Strings and Ceiling* Wax and other fancy stuff.

I remember being about eight years old, I was sitting on my parents' front stoop with a crappy old Kay acoustic guitar that my dad won off of someone in a bet. I was going through an old book of sheet music I'd found in the piano bench, and I'd just had a eureka-moment: those funny grid-like drawings above the vocal line were actually guitar chords. I hadn't had any lessons yet, but, always the over-achiever, I was determined to play "Puff the Magic Dragon," with proper finger-picking and all. Most of the chords were simple enough, but the one I just couldn't get to in time -- or rather the chord that sounded like poo when I tried to play it -- was "G."

Then my mom's best-friend-since-childhood, Michelle, wandered up the steps to our house, probably on her way to the swimming pool around the corner. She was always on her way to the pool. She had played the guitar for years, and she knew how to play "Puff" perfectly. When she saw me trying that "G" chord, she showed me a "Sneaky G" or a "Cheater's G," which was infinitely easier and produced just about the same sound. She told me to just use my thumb on the low string and forget about the fancy fingering. (Who knows if this is actually how it happened... it's how I remember it, so that's how it shall remain.)

The next year when I finally started proper guitar lessons, of course, my teacher told me never to play G that way. I obliged, for the most part, and now I know all kinds of ways to play a G-chord. But sometimes, just for fun, I'll play a Sneaky-G, and I'll giggle to myself and think about Michelle and what an amazing gift that chord was -- the immediate ability to play every folk song in the world.

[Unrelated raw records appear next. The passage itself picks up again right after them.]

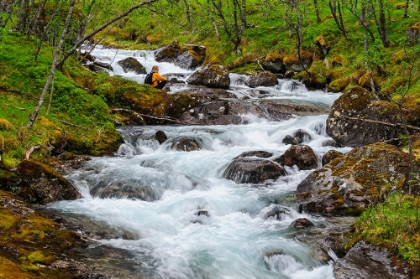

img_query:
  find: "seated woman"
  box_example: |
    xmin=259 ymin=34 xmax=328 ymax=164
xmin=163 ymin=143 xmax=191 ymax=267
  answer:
xmin=151 ymin=65 xmax=168 ymax=89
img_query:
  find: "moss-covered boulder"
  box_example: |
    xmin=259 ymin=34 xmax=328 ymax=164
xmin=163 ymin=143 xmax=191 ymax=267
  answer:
xmin=245 ymin=71 xmax=279 ymax=88
xmin=296 ymin=142 xmax=416 ymax=216
xmin=326 ymin=86 xmax=420 ymax=147
xmin=12 ymin=160 xmax=81 ymax=204
xmin=117 ymin=57 xmax=146 ymax=74
xmin=186 ymin=63 xmax=230 ymax=89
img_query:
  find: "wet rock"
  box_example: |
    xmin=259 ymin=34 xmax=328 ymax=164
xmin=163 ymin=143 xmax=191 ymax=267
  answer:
xmin=155 ymin=41 xmax=206 ymax=68
xmin=223 ymin=158 xmax=286 ymax=184
xmin=91 ymin=184 xmax=157 ymax=201
xmin=274 ymin=145 xmax=318 ymax=170
xmin=154 ymin=40 xmax=183 ymax=62
xmin=93 ymin=61 xmax=113 ymax=71
xmin=155 ymin=130 xmax=168 ymax=144
xmin=322 ymin=139 xmax=340 ymax=147
xmin=322 ymin=150 xmax=344 ymax=166
xmin=234 ymin=150 xmax=273 ymax=159
xmin=264 ymin=206 xmax=290 ymax=220
xmin=171 ymin=137 xmax=201 ymax=151
xmin=174 ymin=50 xmax=204 ymax=70
xmin=186 ymin=63 xmax=230 ymax=89
xmin=334 ymin=241 xmax=412 ymax=279
xmin=282 ymin=135 xmax=299 ymax=145
xmin=245 ymin=71 xmax=279 ymax=88
xmin=293 ymin=129 xmax=312 ymax=143
xmin=289 ymin=218 xmax=315 ymax=229
xmin=117 ymin=57 xmax=146 ymax=74
xmin=262 ymin=59 xmax=285 ymax=74
xmin=297 ymin=142 xmax=415 ymax=216
xmin=12 ymin=160 xmax=81 ymax=204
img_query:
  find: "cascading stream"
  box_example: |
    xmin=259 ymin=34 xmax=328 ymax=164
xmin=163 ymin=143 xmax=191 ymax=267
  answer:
xmin=46 ymin=45 xmax=352 ymax=279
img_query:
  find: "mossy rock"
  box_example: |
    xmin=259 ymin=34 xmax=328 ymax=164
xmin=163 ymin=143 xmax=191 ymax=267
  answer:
xmin=297 ymin=142 xmax=416 ymax=216
xmin=14 ymin=160 xmax=81 ymax=204
xmin=167 ymin=93 xmax=200 ymax=119
xmin=329 ymin=77 xmax=350 ymax=92
xmin=0 ymin=190 xmax=86 ymax=279
xmin=0 ymin=118 xmax=12 ymax=130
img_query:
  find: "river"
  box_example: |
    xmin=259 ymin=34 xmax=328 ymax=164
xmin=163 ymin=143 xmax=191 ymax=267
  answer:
xmin=46 ymin=45 xmax=352 ymax=279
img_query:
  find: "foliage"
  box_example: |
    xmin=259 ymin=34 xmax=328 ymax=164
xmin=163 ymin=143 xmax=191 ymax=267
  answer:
xmin=0 ymin=31 xmax=121 ymax=168
xmin=349 ymin=192 xmax=420 ymax=274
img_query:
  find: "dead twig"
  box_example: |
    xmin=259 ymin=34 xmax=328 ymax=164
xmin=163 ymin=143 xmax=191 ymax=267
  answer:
xmin=0 ymin=86 xmax=38 ymax=100
xmin=59 ymin=120 xmax=88 ymax=130
xmin=25 ymin=145 xmax=41 ymax=160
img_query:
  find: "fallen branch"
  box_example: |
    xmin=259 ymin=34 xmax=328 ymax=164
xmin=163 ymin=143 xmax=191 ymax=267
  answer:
xmin=112 ymin=108 xmax=187 ymax=125
xmin=59 ymin=120 xmax=88 ymax=130
xmin=25 ymin=145 xmax=41 ymax=160
xmin=343 ymin=116 xmax=420 ymax=131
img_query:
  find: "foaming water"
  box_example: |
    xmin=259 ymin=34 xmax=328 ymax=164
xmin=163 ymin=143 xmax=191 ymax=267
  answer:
xmin=47 ymin=45 xmax=351 ymax=278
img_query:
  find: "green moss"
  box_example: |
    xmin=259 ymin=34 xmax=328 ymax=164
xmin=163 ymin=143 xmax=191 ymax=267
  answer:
xmin=0 ymin=209 xmax=19 ymax=229
xmin=27 ymin=251 xmax=55 ymax=265
xmin=350 ymin=193 xmax=420 ymax=273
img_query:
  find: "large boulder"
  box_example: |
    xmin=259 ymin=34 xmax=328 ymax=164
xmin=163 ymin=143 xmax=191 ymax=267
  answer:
xmin=274 ymin=145 xmax=318 ymax=170
xmin=117 ymin=57 xmax=146 ymax=74
xmin=186 ymin=63 xmax=230 ymax=89
xmin=296 ymin=142 xmax=415 ymax=216
xmin=12 ymin=160 xmax=81 ymax=204
xmin=334 ymin=241 xmax=412 ymax=279
xmin=154 ymin=41 xmax=183 ymax=62
xmin=174 ymin=50 xmax=204 ymax=70
xmin=155 ymin=41 xmax=206 ymax=69
xmin=326 ymin=86 xmax=420 ymax=147
xmin=223 ymin=158 xmax=286 ymax=184
xmin=245 ymin=72 xmax=279 ymax=88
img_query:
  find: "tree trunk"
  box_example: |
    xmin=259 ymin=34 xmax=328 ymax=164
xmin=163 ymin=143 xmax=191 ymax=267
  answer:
xmin=56 ymin=0 xmax=158 ymax=70
xmin=27 ymin=0 xmax=76 ymax=128
xmin=377 ymin=0 xmax=389 ymax=47
xmin=314 ymin=0 xmax=321 ymax=23
xmin=329 ymin=0 xmax=348 ymax=40
xmin=404 ymin=0 xmax=409 ymax=17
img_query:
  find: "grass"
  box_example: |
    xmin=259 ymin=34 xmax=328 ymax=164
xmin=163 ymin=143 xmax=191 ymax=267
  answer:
xmin=349 ymin=192 xmax=420 ymax=276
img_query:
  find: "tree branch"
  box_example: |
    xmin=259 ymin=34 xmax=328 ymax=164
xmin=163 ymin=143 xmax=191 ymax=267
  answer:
xmin=56 ymin=0 xmax=159 ymax=69
xmin=112 ymin=108 xmax=188 ymax=125
xmin=343 ymin=116 xmax=420 ymax=131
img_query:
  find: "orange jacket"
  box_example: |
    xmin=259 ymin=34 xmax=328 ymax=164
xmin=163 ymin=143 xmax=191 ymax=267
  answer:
xmin=152 ymin=72 xmax=167 ymax=87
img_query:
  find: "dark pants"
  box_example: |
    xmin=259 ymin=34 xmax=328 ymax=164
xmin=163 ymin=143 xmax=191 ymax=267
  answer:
xmin=154 ymin=80 xmax=167 ymax=89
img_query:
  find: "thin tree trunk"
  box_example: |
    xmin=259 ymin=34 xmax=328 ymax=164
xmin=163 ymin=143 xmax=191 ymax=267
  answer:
xmin=404 ymin=0 xmax=409 ymax=17
xmin=27 ymin=0 xmax=75 ymax=128
xmin=56 ymin=0 xmax=158 ymax=70
xmin=26 ymin=0 xmax=46 ymax=36
xmin=314 ymin=0 xmax=321 ymax=23
xmin=376 ymin=0 xmax=389 ymax=47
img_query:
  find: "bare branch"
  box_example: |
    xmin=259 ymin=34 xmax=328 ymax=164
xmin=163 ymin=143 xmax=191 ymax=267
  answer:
xmin=343 ymin=116 xmax=420 ymax=131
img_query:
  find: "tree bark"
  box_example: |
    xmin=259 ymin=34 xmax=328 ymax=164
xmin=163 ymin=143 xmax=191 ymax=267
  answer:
xmin=27 ymin=0 xmax=75 ymax=128
xmin=314 ymin=0 xmax=321 ymax=23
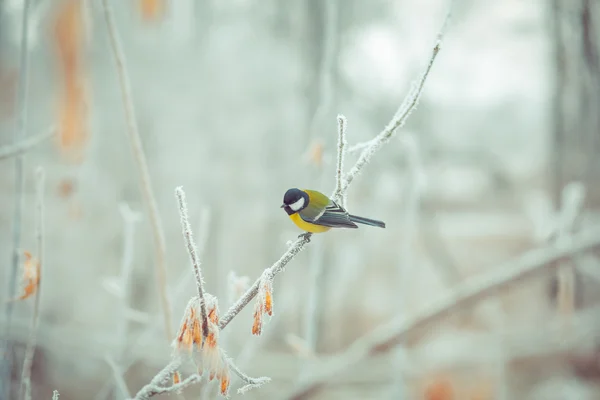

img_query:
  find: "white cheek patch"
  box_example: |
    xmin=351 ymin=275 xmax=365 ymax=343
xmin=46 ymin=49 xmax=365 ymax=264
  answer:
xmin=289 ymin=198 xmax=305 ymax=211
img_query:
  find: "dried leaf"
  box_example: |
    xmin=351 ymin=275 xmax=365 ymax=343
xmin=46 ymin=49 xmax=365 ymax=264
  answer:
xmin=138 ymin=0 xmax=164 ymax=22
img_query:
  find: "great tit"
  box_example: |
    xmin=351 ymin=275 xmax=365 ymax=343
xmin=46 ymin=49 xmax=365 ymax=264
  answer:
xmin=281 ymin=188 xmax=386 ymax=233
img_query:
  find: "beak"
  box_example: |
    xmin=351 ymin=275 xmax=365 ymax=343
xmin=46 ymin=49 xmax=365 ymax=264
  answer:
xmin=280 ymin=204 xmax=285 ymax=208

I don't want to write a morose blog today because that's not in the spirit of Michelle. It is always better to sing than to cry. Seeing as it is just about impossible to listen to "Puff the Magic Dragon" without crying, even in normal times, I don't think I'll try that song. I know it's Cyber-Monday, and I'm supposed to be buying strings and ceiling wax and other fancy stuff, but I think today, instead, I'll just play music and write songs. Michelle would have liked that game plan, I think.

**
And yet another funny thing about songs from my childhood ... a FB friend offered the correction to "Sealing wax" ... of course, when you're three years old and you learn the words to your favorite song, you go your entire life thinking it's a fanciful magic creation called "ceiling wax." Who knew?

1 comments

  1. Michelle's timing was always perfect...no no not, getting to events or appointments kind of timing, are you kidding?

    No. The timing Michelle had was perfect...wondering into your world at the precise moment you needed her for whatever reason; a sympathetic ear, some friendly or not so friendly advice, a sounding board, an ally to mischief making, and even finding alternatives to the G chord.

    May her celestial wonderings continue to find ways to our hearts.